I don’t believe either of them, and I’ve told them so. Jarrod, told gently, while watching for bits of dandelion or cottonwood fluff of truth or lie that injure him if they hit too powerfully. Aloysius, with more venom than I probably should.
It’s painful to watch anyone in such torment. Chylus says it’s worse for the intelligent, but I don’t care if you’re wise or simple, tearing yourself up over something in your past that you may or may not have had control over is not the way to go through life and remain sane.
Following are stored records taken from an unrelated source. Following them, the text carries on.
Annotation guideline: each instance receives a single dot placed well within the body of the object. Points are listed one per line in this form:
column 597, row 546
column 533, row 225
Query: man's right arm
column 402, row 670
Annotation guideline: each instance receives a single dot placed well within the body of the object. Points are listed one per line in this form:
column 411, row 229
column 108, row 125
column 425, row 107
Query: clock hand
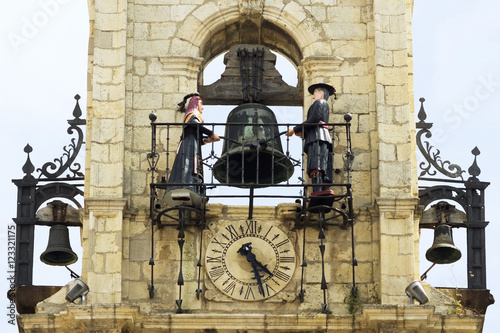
column 246, row 250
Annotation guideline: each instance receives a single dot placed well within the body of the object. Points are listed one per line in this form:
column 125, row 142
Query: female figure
column 187, row 170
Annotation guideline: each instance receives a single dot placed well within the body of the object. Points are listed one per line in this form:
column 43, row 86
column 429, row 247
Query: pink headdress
column 192, row 105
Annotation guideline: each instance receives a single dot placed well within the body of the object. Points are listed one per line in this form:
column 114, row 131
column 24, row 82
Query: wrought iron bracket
column 468, row 193
column 50, row 184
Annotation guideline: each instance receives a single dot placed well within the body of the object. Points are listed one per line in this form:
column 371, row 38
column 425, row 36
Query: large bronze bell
column 443, row 250
column 58, row 252
column 252, row 151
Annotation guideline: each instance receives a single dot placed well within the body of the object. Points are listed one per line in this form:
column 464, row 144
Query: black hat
column 331, row 90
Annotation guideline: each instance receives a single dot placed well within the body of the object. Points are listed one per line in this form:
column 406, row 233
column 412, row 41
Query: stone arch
column 287, row 28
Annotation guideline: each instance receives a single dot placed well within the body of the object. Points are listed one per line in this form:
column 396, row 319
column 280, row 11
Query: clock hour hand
column 246, row 250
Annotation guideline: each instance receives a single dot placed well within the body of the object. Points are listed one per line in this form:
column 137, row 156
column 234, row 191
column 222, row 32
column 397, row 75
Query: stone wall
column 145, row 55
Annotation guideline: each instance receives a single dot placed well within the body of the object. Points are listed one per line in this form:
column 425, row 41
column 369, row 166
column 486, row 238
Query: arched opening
column 285, row 114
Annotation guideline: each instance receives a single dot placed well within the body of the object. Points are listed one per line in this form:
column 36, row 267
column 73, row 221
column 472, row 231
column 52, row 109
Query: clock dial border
column 232, row 273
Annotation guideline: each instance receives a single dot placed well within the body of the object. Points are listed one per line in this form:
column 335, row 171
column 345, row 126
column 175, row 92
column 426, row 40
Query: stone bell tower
column 144, row 275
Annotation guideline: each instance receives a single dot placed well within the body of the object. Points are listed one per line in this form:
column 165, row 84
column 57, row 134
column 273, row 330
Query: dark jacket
column 313, row 130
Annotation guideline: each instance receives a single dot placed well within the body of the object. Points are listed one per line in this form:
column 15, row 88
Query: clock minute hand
column 246, row 250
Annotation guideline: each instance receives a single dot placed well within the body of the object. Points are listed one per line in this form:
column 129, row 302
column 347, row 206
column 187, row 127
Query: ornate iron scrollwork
column 432, row 154
column 66, row 161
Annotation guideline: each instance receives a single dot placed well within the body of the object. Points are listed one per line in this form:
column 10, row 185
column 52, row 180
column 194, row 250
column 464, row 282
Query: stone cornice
column 373, row 318
column 107, row 204
column 179, row 65
column 396, row 204
column 322, row 64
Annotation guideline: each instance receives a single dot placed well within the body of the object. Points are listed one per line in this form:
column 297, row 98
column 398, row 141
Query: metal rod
column 424, row 276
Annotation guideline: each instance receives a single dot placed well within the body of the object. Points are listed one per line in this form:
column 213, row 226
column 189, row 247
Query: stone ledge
column 373, row 318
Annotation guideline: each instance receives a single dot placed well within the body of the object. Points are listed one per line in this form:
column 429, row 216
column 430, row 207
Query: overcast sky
column 455, row 45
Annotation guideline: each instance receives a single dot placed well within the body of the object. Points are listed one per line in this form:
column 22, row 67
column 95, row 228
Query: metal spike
column 179, row 305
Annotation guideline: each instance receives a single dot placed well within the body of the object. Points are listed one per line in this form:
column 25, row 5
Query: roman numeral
column 249, row 293
column 230, row 288
column 216, row 241
column 282, row 276
column 232, row 231
column 214, row 259
column 287, row 259
column 251, row 227
column 282, row 242
column 268, row 231
column 216, row 272
column 267, row 289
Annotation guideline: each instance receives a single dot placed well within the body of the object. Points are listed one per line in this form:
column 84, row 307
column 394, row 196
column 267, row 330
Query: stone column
column 103, row 250
column 397, row 247
column 396, row 203
column 104, row 203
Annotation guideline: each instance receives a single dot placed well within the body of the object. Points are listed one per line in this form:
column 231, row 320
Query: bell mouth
column 252, row 154
column 58, row 252
column 443, row 250
column 244, row 167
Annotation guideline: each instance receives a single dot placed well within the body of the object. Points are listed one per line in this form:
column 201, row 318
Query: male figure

We hear him, nights, when he chooses to nest close by. He talks and gibbers in his sleep. He talks of the blood, “The blood on my wingtips,” he wails. And on the nights when she visits him with nightmares, he flees to the radio tower, there to perch and watch the stars or whatever else he can conjure to help him forget, or at least survive until sunrise. On those nights, Chylus and I fly with him. Giving him fair distance, of course, because the poor thing hates to think he’s putting anyone at an inconvenience. He’ll perch on his tatty nest in the tower and stare off into the black. We give him a few minutes, then we land nearby. Can’t land next to him, or he startles and falls out of the nest like a fledgling. A few times we’ve had to catch him, else he would have broken his skull on the ground. No, we land a distance away and edge towards him, one on each side, until we’re close enough we can feel him shivering. We don’t say a word. We just gaze off into the black with him. Eventually she shivers stop and he may nod off to sleep – a light doze, from which he startles as if the sun were rising. We take turns napping, the other watching.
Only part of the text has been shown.